Abstract
Renal injury due to light chain cast nephropathy is a defining feature of multiple myeloma. A prospective study previously noted no added benefit of bolus cyclophosphamide in combination with bortezomib and dexamethasone in yielding improved renal response rates when compared with bortezomib and dexamethasone alone (Bridoux et al, JCO 2020). Herein, we investigate the efficacy of low dose, hyperfractionated cyclophosphamide in addition to twice weekly bortezomib and dexamethasone with respect to renal and myeloma response in patients presenting with a new diagnosis of multiple myeloma with renal dysfunction.
In this retrospective study, patients were treated with either (1) weekly bortezomib, cyclophosphamide and dexamethasone (CyBorD), (2) hyperfractionated CyBorD regimen (iCyBorD) (cyclophosphamide 250mg/m2 every 12 hours for 4 doses, bortezomib 1.3 mg/m2 days 1, 4, 8, 11, dexamethasone 20 or 40 mg day 1-4, 8-11), (3) daratumumab based treatment (dara-based) or (4) other combination treatments (other) with imids, proteasome inhibitors and steroids. All patients receiving iCyBorD proceeded to standard imid based therapies after cycle 1. Primary endpoint was renal response.
Sixty-eight patients were identified.

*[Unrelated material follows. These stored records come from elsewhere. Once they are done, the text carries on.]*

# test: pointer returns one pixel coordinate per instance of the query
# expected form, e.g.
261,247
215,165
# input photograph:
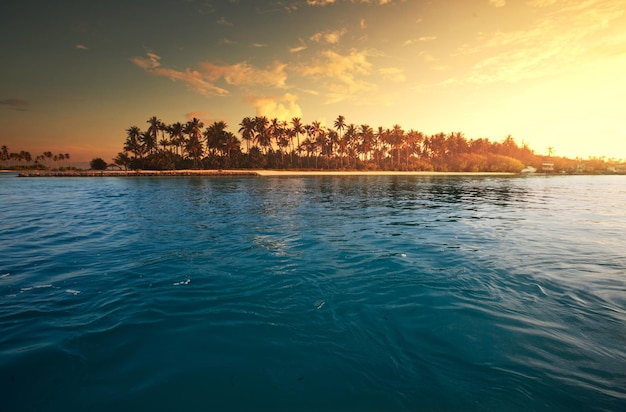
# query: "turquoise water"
313,293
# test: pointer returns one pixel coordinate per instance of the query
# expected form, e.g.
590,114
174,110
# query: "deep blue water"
313,293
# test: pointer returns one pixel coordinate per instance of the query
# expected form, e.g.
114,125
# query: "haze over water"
313,293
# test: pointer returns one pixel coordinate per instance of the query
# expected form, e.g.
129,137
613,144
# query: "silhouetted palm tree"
247,131
133,142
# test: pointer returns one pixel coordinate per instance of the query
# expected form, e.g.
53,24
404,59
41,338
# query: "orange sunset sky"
551,73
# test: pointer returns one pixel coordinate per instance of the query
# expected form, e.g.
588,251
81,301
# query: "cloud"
15,104
327,2
297,49
203,78
151,61
223,22
340,74
419,39
329,36
560,40
204,116
319,2
541,3
392,73
194,79
280,107
244,74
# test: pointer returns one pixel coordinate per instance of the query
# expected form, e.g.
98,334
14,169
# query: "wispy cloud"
563,38
194,79
392,73
329,36
419,39
297,49
327,2
244,74
341,74
15,104
498,3
280,107
224,22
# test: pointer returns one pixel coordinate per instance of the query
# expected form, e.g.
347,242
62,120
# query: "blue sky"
76,74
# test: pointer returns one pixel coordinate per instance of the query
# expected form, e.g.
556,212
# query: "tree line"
278,144
24,160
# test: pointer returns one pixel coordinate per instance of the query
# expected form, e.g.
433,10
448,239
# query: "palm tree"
195,149
262,136
177,136
230,144
4,153
366,134
193,129
247,131
148,141
340,125
298,129
155,126
133,142
215,136
122,159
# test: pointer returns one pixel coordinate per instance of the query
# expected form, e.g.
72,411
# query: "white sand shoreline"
246,172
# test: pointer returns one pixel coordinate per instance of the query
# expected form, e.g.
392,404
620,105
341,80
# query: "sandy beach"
245,172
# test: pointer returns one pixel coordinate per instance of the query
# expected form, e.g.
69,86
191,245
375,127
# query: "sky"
75,74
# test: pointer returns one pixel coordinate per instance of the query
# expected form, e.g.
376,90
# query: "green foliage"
276,144
98,164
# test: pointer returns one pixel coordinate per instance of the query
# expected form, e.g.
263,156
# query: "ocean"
333,293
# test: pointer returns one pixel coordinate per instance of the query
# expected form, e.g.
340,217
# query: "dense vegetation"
278,144
274,144
24,160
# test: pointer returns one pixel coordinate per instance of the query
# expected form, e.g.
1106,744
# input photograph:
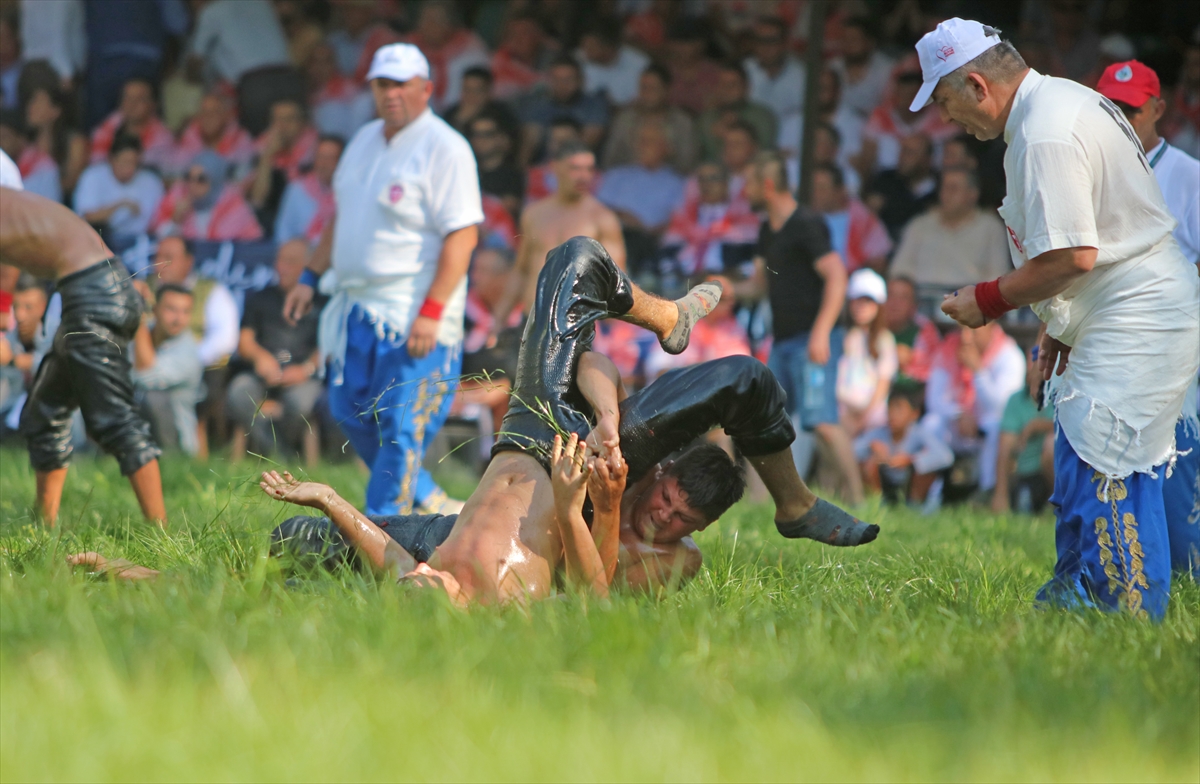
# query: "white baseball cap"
867,283
951,46
399,63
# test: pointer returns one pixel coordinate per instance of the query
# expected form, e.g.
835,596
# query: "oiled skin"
45,238
505,544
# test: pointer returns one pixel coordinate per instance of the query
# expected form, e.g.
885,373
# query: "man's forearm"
606,538
453,263
322,255
365,536
583,563
1047,275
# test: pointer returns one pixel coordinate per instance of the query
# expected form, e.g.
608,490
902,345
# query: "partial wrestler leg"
743,398
46,426
579,286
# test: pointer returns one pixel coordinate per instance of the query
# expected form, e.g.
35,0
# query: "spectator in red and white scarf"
37,169
519,61
339,103
917,337
309,201
449,47
975,373
892,121
1182,125
137,114
285,151
856,233
701,228
215,127
202,207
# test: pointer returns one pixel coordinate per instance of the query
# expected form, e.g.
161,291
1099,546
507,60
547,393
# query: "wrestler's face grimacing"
663,514
687,495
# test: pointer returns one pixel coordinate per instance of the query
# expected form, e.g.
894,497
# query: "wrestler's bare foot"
287,488
693,306
118,568
829,525
799,514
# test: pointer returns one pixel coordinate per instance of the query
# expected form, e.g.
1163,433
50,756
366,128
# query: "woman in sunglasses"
201,205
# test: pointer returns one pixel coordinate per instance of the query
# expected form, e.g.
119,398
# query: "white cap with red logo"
954,43
399,63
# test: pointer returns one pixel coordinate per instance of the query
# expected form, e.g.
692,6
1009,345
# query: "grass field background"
915,658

Twelve patients each were treated with iCyBorD, CyBorD and dara-based treatments. Thirty-two patients received a variety of other treatments including combinations of lenalidomide, bortezomib, carfilzomib, dexamethasone, and liposomal doxorubicin.
Overall renal response (ORR) rates of 92% with iCyBorD (n=11) were superior to responses with dara- based and other treatments at 42% (n=5) and 44% (n=14), respectively (p= 0.0272; p=0.0049). CyBorD resulted in 75% (n=9) ORR rate (p=0.5901).

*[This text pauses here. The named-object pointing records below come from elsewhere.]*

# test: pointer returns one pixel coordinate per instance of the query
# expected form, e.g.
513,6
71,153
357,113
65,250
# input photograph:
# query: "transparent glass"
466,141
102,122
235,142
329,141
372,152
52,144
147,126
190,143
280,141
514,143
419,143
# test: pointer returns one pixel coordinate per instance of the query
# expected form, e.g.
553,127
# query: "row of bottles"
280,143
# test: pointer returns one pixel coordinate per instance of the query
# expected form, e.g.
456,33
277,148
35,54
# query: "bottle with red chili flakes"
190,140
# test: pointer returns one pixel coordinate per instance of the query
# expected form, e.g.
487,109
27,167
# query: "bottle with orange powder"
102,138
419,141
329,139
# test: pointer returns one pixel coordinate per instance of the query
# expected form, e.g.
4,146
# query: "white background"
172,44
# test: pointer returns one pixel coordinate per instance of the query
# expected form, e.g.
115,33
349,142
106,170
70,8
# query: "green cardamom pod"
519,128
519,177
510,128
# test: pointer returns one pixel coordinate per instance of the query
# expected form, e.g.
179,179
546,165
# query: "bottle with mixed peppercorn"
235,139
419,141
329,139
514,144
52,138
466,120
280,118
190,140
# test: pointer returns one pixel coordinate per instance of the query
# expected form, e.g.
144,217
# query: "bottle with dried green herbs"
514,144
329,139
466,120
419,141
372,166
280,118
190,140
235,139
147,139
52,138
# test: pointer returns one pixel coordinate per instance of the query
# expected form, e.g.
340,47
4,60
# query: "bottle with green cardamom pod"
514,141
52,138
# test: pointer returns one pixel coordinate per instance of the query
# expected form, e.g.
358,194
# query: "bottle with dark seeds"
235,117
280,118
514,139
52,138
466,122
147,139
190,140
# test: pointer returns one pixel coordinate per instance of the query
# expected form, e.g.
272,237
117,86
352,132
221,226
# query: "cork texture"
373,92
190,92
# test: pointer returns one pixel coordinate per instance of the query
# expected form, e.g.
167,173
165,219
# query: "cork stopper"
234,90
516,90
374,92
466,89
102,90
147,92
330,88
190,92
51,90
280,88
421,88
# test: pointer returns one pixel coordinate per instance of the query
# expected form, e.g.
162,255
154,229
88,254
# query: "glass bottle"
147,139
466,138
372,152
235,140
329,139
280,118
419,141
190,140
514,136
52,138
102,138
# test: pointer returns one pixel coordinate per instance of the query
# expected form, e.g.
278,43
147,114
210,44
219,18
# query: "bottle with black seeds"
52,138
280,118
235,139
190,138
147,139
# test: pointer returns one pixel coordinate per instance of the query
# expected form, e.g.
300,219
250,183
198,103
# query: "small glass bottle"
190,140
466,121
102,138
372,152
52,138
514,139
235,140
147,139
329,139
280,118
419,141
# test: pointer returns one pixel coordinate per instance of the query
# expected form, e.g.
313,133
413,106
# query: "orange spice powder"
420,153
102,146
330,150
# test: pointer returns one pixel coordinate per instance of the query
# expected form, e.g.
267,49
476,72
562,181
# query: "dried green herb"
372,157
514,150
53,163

iCyBorD resulted in a faster time to initial renal response at a median of 11 vs 64 days with dara-based treatments (p=0.0411). Time to initial renal response was similar when compared with other treatments and CyBorD at a median of 37 and 38 days, respectively. Time to best renal response was comparable at a median of 26, 64, 37, and 44 days with iCyBorD, Dara-based, other treatments and CyBorD, respectively (p=0.1628). After 1 cycle, eGFR improvement with iCyBorD was 162% as compared with 19% with dara-based (p= 0.0047), 19% with other treatments (p=0.0007) and 46% with CyBorD (p=0.1036).
Time to initial myeloma response was in those treated with iCyBorD was 9 days vs dara-based (19 days) (p=0.3522), other treatments (25 days) (p=0.0943), and CyBorD (27 days) (p=0.0008). Time to best myeloma response was comparable amongst all groups at a median of 66, 45, 83, and 85 days with iCyBorD, dara-based, other treatments, and CyBorD, respectively (p=0.2090).
Time to reduction in free light chains (FLC) by half from start of treatment was superior in patients treated with iCyBorD at a median of 9 days as compared with other treatments at 28 days (p-value: 0.0051) and CyBorD at 27 days (p= 0.0376). Time to half reduction in FLC with dara-based treatments was 14 days (p= 0.3433). Time to treatment initiation from date of diagnosis was noted to be 2, 33, 28 and 6 days for iCyBorD, dara-based, other treatments and CyBorD, respectively. Time to initiation of treatment with iCyBorD vs dara-based or other treatments was significantly shorter (p= 0.0002 and 0.0013, respectively).
Amongst those treated with iCyBorD, grade 3 events occurred in 5 (42%) patients with neutropenia, and 1 (8%) each with thrombocytopenia and a gastric ulcer. iCyBorD administration was not associated with any neutropenic infections. With dara-based regimens, 2 (17%) patients developed grade 3 neutropenia and 1 (8%) lung infection. In those receiving other combination regimens, 3 (9%) grade 3 neutropenia, 1 (3%) grade 3 thrombocytopenia events were noted. Among CyBorD patients: 1(8%) patient each developed grade 3 neuropathy, and pancreatitis.
In the setting of renal dysfunction attributed to cast nephropathy, a strategy of initial treatment with iCyBorD and subsequent transition to standard of care combination treatment with -imids and anti-CD38 monoclonal antibodies may facilitate superior overall renal response rates through rapid disease control. This regimen may present an efficacious alternative in the setting of possible treatment delays or inability to administer combination treatment with -imids and anti-CD38 monoclonal antibodies.